Когда я оглядываюсь на эти семь месяцев, они кажутся мне просто чудесными, если забыть, конечно, о повинности, связанной с потрошением кур. Да и она была, на свой лад, чудесной, как любое дело, которое нужно делать, и делать хорошо, а там уж будь что будет. Так что эта работа послужила мне своего рода уроком. А учиться я любил, и ученья мне было вечно мало! И отца я тоже любил, а он любил меня; и я, и он – как никогда прежде. В лавке я стряпал на двоих – на него и на себя. Да, мы не только ели в лавке, мы в ней и готовили: в подсобном помещении рядом с Мясницкой у нас имелась маленькая жаровня.
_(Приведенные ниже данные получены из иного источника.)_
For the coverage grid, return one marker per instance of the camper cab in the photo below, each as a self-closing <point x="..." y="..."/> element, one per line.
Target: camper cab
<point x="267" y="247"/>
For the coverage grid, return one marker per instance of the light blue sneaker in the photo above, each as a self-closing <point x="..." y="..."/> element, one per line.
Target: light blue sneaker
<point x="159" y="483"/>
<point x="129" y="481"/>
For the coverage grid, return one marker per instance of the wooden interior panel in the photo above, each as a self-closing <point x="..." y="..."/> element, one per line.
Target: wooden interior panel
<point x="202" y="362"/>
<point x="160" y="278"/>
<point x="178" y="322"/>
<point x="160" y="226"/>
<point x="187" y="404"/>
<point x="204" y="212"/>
Я готовил на ней куриную печень, готовил стейки из пашины, и никогда еще нам не было так хорошо вдвоем. Но прошло совсем немного времени, и мы вступили в вялотекущую войну на полное истребление. Где ты был? Почему тебя не было дома? Откуда мне знать, где ты шляешься, если тебя нет дома? Перед тобою открываются такие замечательные перспективы, так откуда мне знать, что тебе не взбрело в голову пойти куда-нибудь, где тебя непременно убьют?
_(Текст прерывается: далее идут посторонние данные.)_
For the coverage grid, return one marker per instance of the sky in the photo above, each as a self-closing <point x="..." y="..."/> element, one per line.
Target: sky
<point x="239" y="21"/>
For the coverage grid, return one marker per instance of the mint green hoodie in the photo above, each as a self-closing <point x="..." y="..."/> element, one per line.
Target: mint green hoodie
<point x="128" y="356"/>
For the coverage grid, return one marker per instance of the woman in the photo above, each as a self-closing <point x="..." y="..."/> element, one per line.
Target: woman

Осенью, когда я стал первокурсником в колледже Трита, отец принялся запирать изнутри на два замка обе двери, переднюю и заднюю, так что мне, лишенному возможности воспользоваться ключами, приходилось попеременно барабанить в обе, и происходило это каждый раз, когда я возвращался домой на двадцать минут позже, чем мне якобы следовало. И я начал думать, что отец то ли сошел, то ли сходит с ума.
Так оно и было: он сошел с ума при мысли о том, что его возлюбленный единственный сын столь же не подготовлен к опасностям взрослого существования, как любой другой, кто достиг того же возраста; сошел с ума, сделав устрашающее открытие: его маленький мальчик подрос, вырос, на голову перерос родителей, и его уже не удержать при себе, а значит, рано или поздно придется принести его в жертву человечеству.
Я ушел из колледжа после первого курса. Ушел, потому что отец внезапно утратил веру даже в то, что я могу самостоятельно перейти улицу. Ушел, потому что его опека стала невыносимой. Перспектива обретения мною независимости довела этого в целом уравновешенного человека, который чрезвычайно редко позволял себе хотя бы повысить голос, чуть ли не до рукоприкладства, тогда как мне, обладающему холодным логическим умом капитана команды Клуба заядлых спорщиков (каким я и был в старших классах школы), оставалось беззвучно рыдать под напором отцовского безрассудства, замешенного на невежестве. «Мне надо разъехаться с ним, пока я его не убил» – так я сказал или, вернее, прокричал расстроенной маме, которая столь же внезапно, как я, обнаружила, что больше не имеет влияния на этого сумасшедшего.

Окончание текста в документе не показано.